Gut microbiota in patients with family-history, dysosmia, constipation, pesticide expose and sleep disorder were further studied. The result indicated altered microbiota were significantly correlate with these non-motor symptoms (Additional file 3).
Prediction models for PD based on gut microbiota biomarkers
In order to evaluate the predictive value of gut microbiota for disease, we first searched out 23 species that had significantly different abundance between PD and Spouse groups by Wilcoxon rank-sum test. Then filtered out 6 important species by Boruta(Fig. 4a) and constructed random forest (RF) classification model. Relative abundance of Prevotella_copri, Parabacterid_merdae, Alistipes_onderdonkii, Bacteroides_fragilis, Lachaceae__3_1_57 and Providencia_rettgeri were involved to predict the disease status. The results (Fig. 4b) showed that the area under curve (AUC) of random forest model was 0.772 (95% CI: 0.559–0.985; Sensitivity: 0.875; Specificity: 0.500).
Altered functional pathways of gut microbiota in PD patient
To investigate the altered functional pathways of gut microbiota, we used Statistical Analysis of Metagenomic Profiles softwares (STAMP) and LDA Effect Size (LefSe) to compare the different microbiotal function in PD and Spouse groups, and then focused on the overlapped functional pathways from two methods. By mapping to the MetaCyc databases, we found 15 and 42 PWY pathways (Fig. 5a,b)significantly changed between PD and Spouse groups by STAMP and LefSe, respectively (Additional file 4).

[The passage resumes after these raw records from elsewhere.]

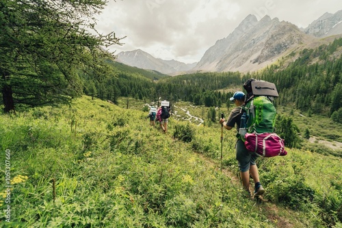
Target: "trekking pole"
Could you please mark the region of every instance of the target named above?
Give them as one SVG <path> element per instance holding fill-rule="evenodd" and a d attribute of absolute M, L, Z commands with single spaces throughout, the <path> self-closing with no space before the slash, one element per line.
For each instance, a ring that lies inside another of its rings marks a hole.
<path fill-rule="evenodd" d="M 221 119 L 223 119 L 223 113 L 221 113 Z M 221 124 L 221 173 L 222 172 L 222 150 L 223 150 L 223 122 Z"/>

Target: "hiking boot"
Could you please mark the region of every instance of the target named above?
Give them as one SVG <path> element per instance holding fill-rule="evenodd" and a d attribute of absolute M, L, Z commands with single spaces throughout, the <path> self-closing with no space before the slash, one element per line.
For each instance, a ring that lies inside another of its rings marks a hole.
<path fill-rule="evenodd" d="M 257 190 L 256 189 L 254 191 L 253 196 L 254 197 L 257 197 L 257 196 L 259 196 L 259 195 L 263 195 L 263 193 L 265 193 L 265 189 L 263 189 L 263 188 L 262 186 L 260 186 L 260 187 L 259 187 L 259 188 Z"/>

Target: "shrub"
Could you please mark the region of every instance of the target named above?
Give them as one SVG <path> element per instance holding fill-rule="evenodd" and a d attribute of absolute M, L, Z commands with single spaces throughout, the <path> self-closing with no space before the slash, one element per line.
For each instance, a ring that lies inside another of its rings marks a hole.
<path fill-rule="evenodd" d="M 180 124 L 176 125 L 173 137 L 183 141 L 185 143 L 190 143 L 195 137 L 195 130 L 188 123 L 186 125 Z"/>

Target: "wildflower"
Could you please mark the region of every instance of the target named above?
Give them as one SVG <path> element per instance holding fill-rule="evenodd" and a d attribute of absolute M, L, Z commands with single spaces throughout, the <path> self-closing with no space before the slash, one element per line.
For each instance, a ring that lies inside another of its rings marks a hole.
<path fill-rule="evenodd" d="M 92 156 L 92 152 L 88 152 L 87 153 L 84 153 L 83 156 L 86 158 L 89 158 L 90 156 Z"/>
<path fill-rule="evenodd" d="M 15 176 L 11 181 L 12 184 L 20 184 L 21 182 L 25 182 L 29 177 L 26 175 L 18 175 Z"/>

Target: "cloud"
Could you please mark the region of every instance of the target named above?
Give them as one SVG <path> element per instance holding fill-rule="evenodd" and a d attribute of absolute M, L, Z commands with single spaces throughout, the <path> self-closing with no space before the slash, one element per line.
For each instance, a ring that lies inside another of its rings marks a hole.
<path fill-rule="evenodd" d="M 265 15 L 306 27 L 325 12 L 342 9 L 340 0 L 109 1 L 96 29 L 127 36 L 111 51 L 142 49 L 163 59 L 198 61 L 218 40 L 248 15 Z"/>

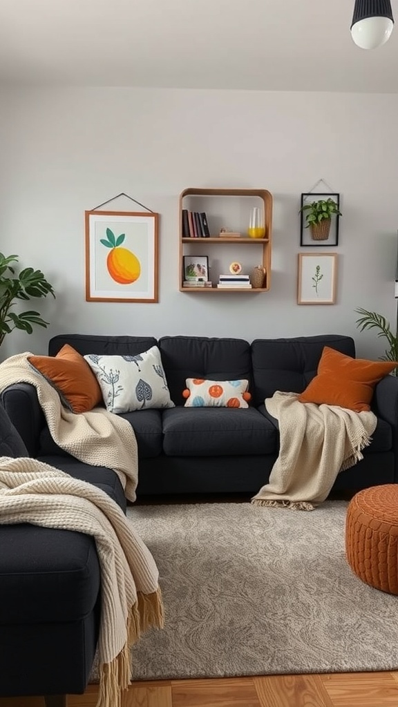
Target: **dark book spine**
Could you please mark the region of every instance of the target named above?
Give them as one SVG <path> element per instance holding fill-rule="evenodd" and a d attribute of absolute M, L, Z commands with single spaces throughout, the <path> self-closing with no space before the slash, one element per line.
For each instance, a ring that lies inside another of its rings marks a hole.
<path fill-rule="evenodd" d="M 183 238 L 191 238 L 191 233 L 189 233 L 189 221 L 188 220 L 188 209 L 183 209 L 182 211 L 182 219 L 183 219 Z"/>
<path fill-rule="evenodd" d="M 205 238 L 210 238 L 210 232 L 209 230 L 209 225 L 207 223 L 207 217 L 205 211 L 200 212 L 200 223 L 202 223 L 203 228 L 203 237 Z"/>
<path fill-rule="evenodd" d="M 195 229 L 193 228 L 193 218 L 192 211 L 188 212 L 188 222 L 189 224 L 189 235 L 191 238 L 195 238 Z"/>
<path fill-rule="evenodd" d="M 200 228 L 200 220 L 199 218 L 199 214 L 198 211 L 194 211 L 193 216 L 195 218 L 195 230 L 198 235 L 198 238 L 202 238 L 202 230 Z"/>

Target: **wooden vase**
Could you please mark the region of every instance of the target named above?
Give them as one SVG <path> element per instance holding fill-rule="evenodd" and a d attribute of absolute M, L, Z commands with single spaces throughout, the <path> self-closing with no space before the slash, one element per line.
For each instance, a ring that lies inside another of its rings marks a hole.
<path fill-rule="evenodd" d="M 265 276 L 265 267 L 263 267 L 263 265 L 256 265 L 256 267 L 254 267 L 251 271 L 251 274 L 250 276 L 251 286 L 256 290 L 260 289 L 263 286 Z"/>

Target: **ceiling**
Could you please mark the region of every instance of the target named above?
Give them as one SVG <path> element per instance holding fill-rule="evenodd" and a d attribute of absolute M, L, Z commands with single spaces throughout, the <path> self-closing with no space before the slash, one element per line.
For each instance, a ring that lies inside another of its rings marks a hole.
<path fill-rule="evenodd" d="M 397 93 L 398 29 L 359 49 L 353 4 L 0 0 L 0 84 Z"/>

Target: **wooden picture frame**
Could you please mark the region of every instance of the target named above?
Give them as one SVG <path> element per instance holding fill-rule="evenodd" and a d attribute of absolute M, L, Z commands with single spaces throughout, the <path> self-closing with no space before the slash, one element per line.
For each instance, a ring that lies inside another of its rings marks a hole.
<path fill-rule="evenodd" d="M 159 214 L 85 212 L 86 300 L 158 301 Z"/>
<path fill-rule="evenodd" d="M 325 201 L 328 199 L 333 199 L 337 204 L 337 208 L 340 209 L 340 194 L 331 194 L 330 192 L 323 193 L 318 192 L 317 194 L 314 192 L 309 192 L 308 194 L 302 194 L 301 195 L 301 204 L 300 204 L 300 245 L 302 247 L 318 247 L 318 246 L 322 246 L 322 247 L 334 247 L 339 245 L 339 221 L 340 216 L 337 214 L 334 214 L 331 216 L 331 224 L 330 224 L 330 231 L 329 236 L 324 240 L 316 240 L 311 235 L 311 229 L 307 228 L 306 226 L 306 218 L 305 218 L 305 211 L 301 211 L 301 209 L 306 204 L 311 204 L 312 201 L 320 201 L 323 199 Z"/>
<path fill-rule="evenodd" d="M 298 305 L 334 305 L 337 253 L 299 253 Z"/>

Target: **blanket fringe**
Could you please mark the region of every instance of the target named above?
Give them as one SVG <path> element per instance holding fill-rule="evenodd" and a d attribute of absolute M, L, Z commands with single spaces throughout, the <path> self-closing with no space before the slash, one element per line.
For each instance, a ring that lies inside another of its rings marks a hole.
<path fill-rule="evenodd" d="M 122 691 L 127 690 L 130 684 L 131 646 L 148 629 L 162 629 L 164 625 L 164 614 L 160 588 L 152 594 L 139 592 L 135 604 L 129 611 L 126 643 L 111 662 L 103 663 L 101 667 L 96 707 L 121 707 Z"/>
<path fill-rule="evenodd" d="M 314 510 L 317 508 L 315 503 L 309 501 L 271 501 L 266 498 L 253 498 L 251 503 L 254 506 L 271 506 L 274 508 L 290 508 L 291 510 Z"/>
<path fill-rule="evenodd" d="M 363 455 L 362 453 L 362 450 L 365 447 L 368 447 L 370 444 L 373 437 L 368 435 L 368 433 L 364 430 L 363 433 L 353 440 L 353 452 L 349 457 L 347 457 L 341 464 L 341 472 L 345 471 L 346 469 L 350 469 L 353 467 L 357 462 L 360 462 L 363 459 Z"/>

The results showed that the pathways associated with aromatic amino acid degradation/chorismate metabolism were significantly increased, while the biosynthesis-related pathways were significantly decreased. Another significant change in patient was significant increase in γ-aminobutyric acid (GABA) degradation, carbohydrate metabolism, and methylphosphonate degradation pathways. In the aspect of vitamin metabolism, pathways in vitamin B1 synthesis were increased in both two groups, while the synthetic pathway in patients was mainly from Escherichia_coli. In additionally, vitamin B6 synthesis pathway in the patients was significantly increased. With the help of metagenomic sequencing, functional annotation can be precise to species level. We investigated the functional pathways of Prevotella_copri in view of its significant changes, and found 7 relative functional pathways. There were significant differences between the two groups in UMP biosynthesis I, S-adenosyl-L-methionine cycle I and guanosine ribonucleotides de novo biosynthesis.

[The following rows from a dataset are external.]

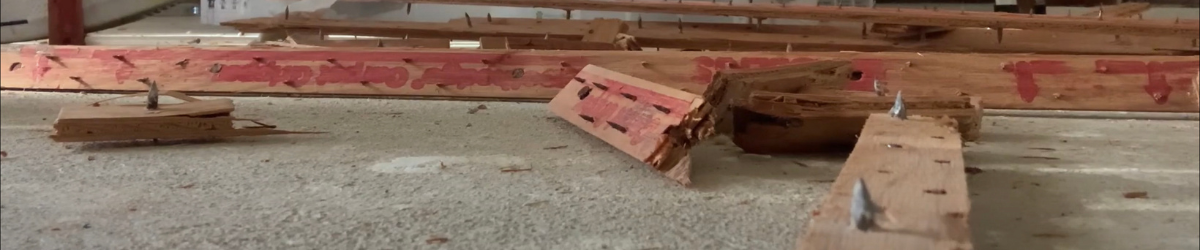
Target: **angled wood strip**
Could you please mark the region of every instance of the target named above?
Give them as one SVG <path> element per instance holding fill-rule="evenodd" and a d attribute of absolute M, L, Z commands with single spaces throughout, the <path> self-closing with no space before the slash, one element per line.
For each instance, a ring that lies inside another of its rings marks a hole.
<path fill-rule="evenodd" d="M 850 91 L 754 91 L 746 105 L 733 108 L 733 143 L 754 154 L 846 151 L 858 141 L 868 117 L 888 112 L 894 100 Z M 953 119 L 964 141 L 980 136 L 978 97 L 905 93 L 905 106 L 910 115 Z"/>
<path fill-rule="evenodd" d="M 586 65 L 701 94 L 716 71 L 850 60 L 844 89 L 883 82 L 914 95 L 967 94 L 985 108 L 1196 112 L 1194 56 L 946 53 L 732 53 L 388 48 L 0 46 L 0 87 L 540 99 Z M 40 52 L 41 50 L 41 52 Z M 46 56 L 46 55 L 52 55 Z M 332 60 L 330 60 L 332 59 Z"/>
<path fill-rule="evenodd" d="M 365 1 L 365 0 L 353 0 Z M 379 0 L 366 0 L 379 1 Z M 401 0 L 385 0 L 401 1 Z M 592 10 L 620 12 L 656 12 L 677 14 L 710 14 L 757 18 L 793 18 L 888 23 L 923 26 L 973 26 L 992 29 L 1055 30 L 1067 32 L 1102 32 L 1117 35 L 1200 37 L 1200 26 L 1164 20 L 1132 20 L 1027 16 L 994 12 L 954 12 L 929 10 L 883 10 L 869 7 L 726 5 L 724 2 L 673 1 L 588 1 L 588 0 L 403 0 L 406 2 L 485 5 L 514 7 L 546 7 L 560 10 Z"/>
<path fill-rule="evenodd" d="M 962 141 L 953 120 L 872 114 L 846 163 L 798 240 L 800 250 L 970 250 L 971 201 Z M 850 222 L 852 189 L 863 179 L 878 227 Z"/>
<path fill-rule="evenodd" d="M 275 28 L 316 29 L 329 34 L 442 37 L 476 40 L 479 37 L 557 37 L 578 40 L 590 20 L 532 18 L 472 18 L 450 23 L 362 22 L 335 19 L 252 18 L 230 20 L 223 25 L 246 32 Z M 1193 48 L 1190 38 L 1070 34 L 1042 30 L 1006 30 L 1004 42 L 996 43 L 995 30 L 961 28 L 950 32 L 931 32 L 925 42 L 862 38 L 857 28 L 824 25 L 746 25 L 727 23 L 625 22 L 629 35 L 643 47 L 689 48 L 709 50 L 856 50 L 856 52 L 964 52 L 964 53 L 1046 53 L 1046 54 L 1169 54 L 1156 48 Z M 1057 46 L 1070 42 L 1073 46 Z"/>
<path fill-rule="evenodd" d="M 1084 17 L 1100 18 L 1100 14 L 1114 18 L 1134 17 L 1146 12 L 1146 10 L 1150 10 L 1150 2 L 1124 2 L 1097 7 L 1096 11 L 1084 13 Z"/>
<path fill-rule="evenodd" d="M 691 184 L 688 150 L 712 133 L 701 96 L 595 65 L 583 67 L 550 111 L 683 185 Z"/>

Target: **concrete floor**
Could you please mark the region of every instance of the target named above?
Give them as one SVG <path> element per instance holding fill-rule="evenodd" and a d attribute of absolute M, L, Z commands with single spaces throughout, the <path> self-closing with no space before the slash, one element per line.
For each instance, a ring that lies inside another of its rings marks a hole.
<path fill-rule="evenodd" d="M 544 103 L 505 102 L 238 97 L 239 117 L 330 133 L 46 137 L 59 107 L 104 97 L 0 93 L 0 248 L 791 249 L 845 157 L 716 142 L 684 189 Z M 977 249 L 1200 248 L 1196 121 L 984 124 L 965 153 L 984 171 Z"/>

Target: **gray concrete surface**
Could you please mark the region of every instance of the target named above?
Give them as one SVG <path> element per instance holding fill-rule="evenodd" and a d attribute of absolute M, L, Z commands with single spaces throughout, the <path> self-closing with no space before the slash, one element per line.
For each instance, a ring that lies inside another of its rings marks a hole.
<path fill-rule="evenodd" d="M 239 117 L 330 133 L 46 137 L 59 107 L 103 97 L 0 94 L 0 248 L 792 249 L 845 157 L 719 141 L 684 189 L 504 102 L 239 97 Z M 977 249 L 1200 248 L 1196 121 L 989 117 L 968 145 Z"/>

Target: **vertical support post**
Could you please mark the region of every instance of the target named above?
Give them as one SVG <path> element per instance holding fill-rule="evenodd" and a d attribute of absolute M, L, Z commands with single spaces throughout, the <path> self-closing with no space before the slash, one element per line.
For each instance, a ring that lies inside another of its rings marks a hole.
<path fill-rule="evenodd" d="M 47 7 L 50 44 L 84 44 L 83 0 L 47 0 Z"/>

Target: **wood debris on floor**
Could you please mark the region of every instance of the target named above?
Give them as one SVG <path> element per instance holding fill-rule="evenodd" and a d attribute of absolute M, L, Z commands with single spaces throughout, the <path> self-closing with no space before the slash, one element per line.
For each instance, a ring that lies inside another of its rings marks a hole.
<path fill-rule="evenodd" d="M 685 186 L 689 149 L 713 133 L 702 96 L 595 65 L 563 87 L 550 111 Z"/>
<path fill-rule="evenodd" d="M 316 133 L 276 130 L 274 125 L 234 118 L 230 115 L 234 105 L 229 99 L 199 100 L 166 91 L 162 95 L 184 102 L 158 103 L 158 94 L 157 88 L 151 87 L 145 94 L 121 96 L 146 96 L 146 105 L 101 105 L 115 100 L 109 99 L 88 106 L 64 107 L 54 120 L 50 138 L 55 142 L 101 142 Z M 234 127 L 234 121 L 248 121 L 254 126 Z"/>

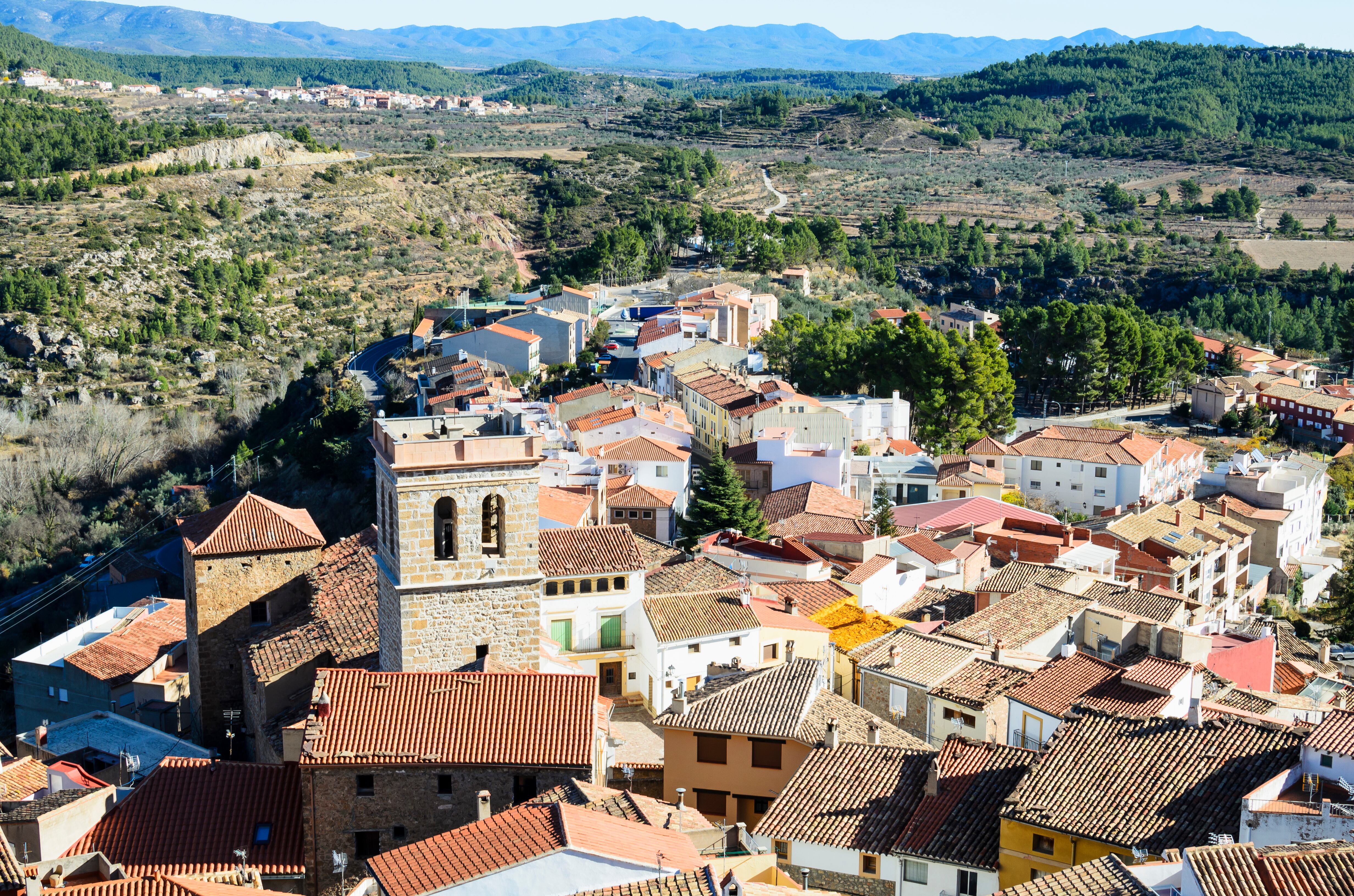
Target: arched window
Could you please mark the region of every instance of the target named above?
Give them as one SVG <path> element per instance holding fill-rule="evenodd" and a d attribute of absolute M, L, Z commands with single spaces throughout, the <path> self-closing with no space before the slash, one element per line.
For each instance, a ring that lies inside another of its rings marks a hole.
<path fill-rule="evenodd" d="M 439 560 L 458 559 L 456 502 L 451 498 L 437 498 L 432 506 L 432 550 Z"/>
<path fill-rule="evenodd" d="M 504 556 L 504 499 L 492 494 L 479 512 L 479 550 L 486 556 Z"/>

We also mapped clean data to Kyoto Encyclopedia of Genes and Genomes (KEGG) orthology database, and KEGG orthology (KOs) of top 50 relative abundance are shown in heatmap (Fig. 5c). STAMP and LefSe screened 61 and 200 KOs, respectively, and 30 overlapped KOs were summarized and annotationed (Additional file 5). There were 163 overlapped Clusters of Orthologous Groups of proteins (COGs) and 32 overlapped gene ontology (GOs) (Additional file 6,7), Bray-Curtis distance matrix based on these genes showed different composition of genes between two groups (Fig. 5d,e).